I had to come back to those books much later, to read them as if they’d been written by someone else, before I could get any sense of the thing. There is a consistent character to the prose of those novels. It screams that all three were written by the same person. That’s what’s usually meant by a writer’s style. I didn’t intend any such thing...but it happened even so.

This seems to be the pattern among the indies whose works I’ve read.


So in one corner we have indie writers, happily churning out the sorts of tales they most love to read, while in the opposite corner are the writers beloved of Pub World, the majority of whom spin plot-deprived non-stories about antiheroes and victims of fate who spend most of their time lamenting their lots in life. Who’s ahead on points? Hard to say, as Pub World houses tend to keep sales figures confidential from everyone outside their orbit. But if Amazon is a gauge, there are more indie writers than ever before, and they’re producing books at a really impressive rate. Some of them are even good.

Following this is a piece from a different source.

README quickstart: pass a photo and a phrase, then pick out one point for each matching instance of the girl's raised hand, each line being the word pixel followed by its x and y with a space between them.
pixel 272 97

One of the recent critical “responses” to developments in contemporary fiction went like this:

    The central question driving literary aesthetics in the age of the iPad is no longer "How should novels be?" but "Why write novels at all?"...
    The scarcer or more difficult to access an aesthetic experience is—the novel very much included—the greater its ability to set us apart from those further down the social ladder. This kind of value is, in [sociologist Pierre Bourdieu's] analysis, the only real value that "refined" tastes have.
    It’s hard to overstate how revolutionary this riposte to the aesthetics of "transcendence" must have seemed 30 years ago....
    We who curate our Twitter feeds and Facebook walls understand that at least part of what we're doing publicly, "like"-ing what we like, is trying to separate ourselves from the herd....
    Writers since at least the heyday of Gore Vidal have bemoaned their audience's defection to other forms of entertainment. But pop-Bourdieuvianism deprives them of the sense of high-canonical purity with which they've traditionally consoled themselves....
    To hell with style, then; the novelist now has to confront the larger problem of what the novel is even for—assuming it’s not just another cultural widget....
    This is where "The Marriage Plot"'s titular enjambment of literature and love—those two beleaguered institutions—is so clarifying....
    This isn’t to say that, measured in terms of cultural capital or sheer entertainment, the delights to which most contemporary "literary fiction" aims to treat us aren’t an awful lot. It's just that, if the art is to endure, they won't be quite enough.

If you’re an indie writer, as I am, the above should elicit approximately the following reaction:

“What the BLEEP! is he talking about?
Did he go off his meds?”

It should also reassure you that the “critics” no longer matter to any substantial degree.

Tell your stories and let the chips fall where they may. Trust your readers to let you know whether you’re getting the job done. Mine always do.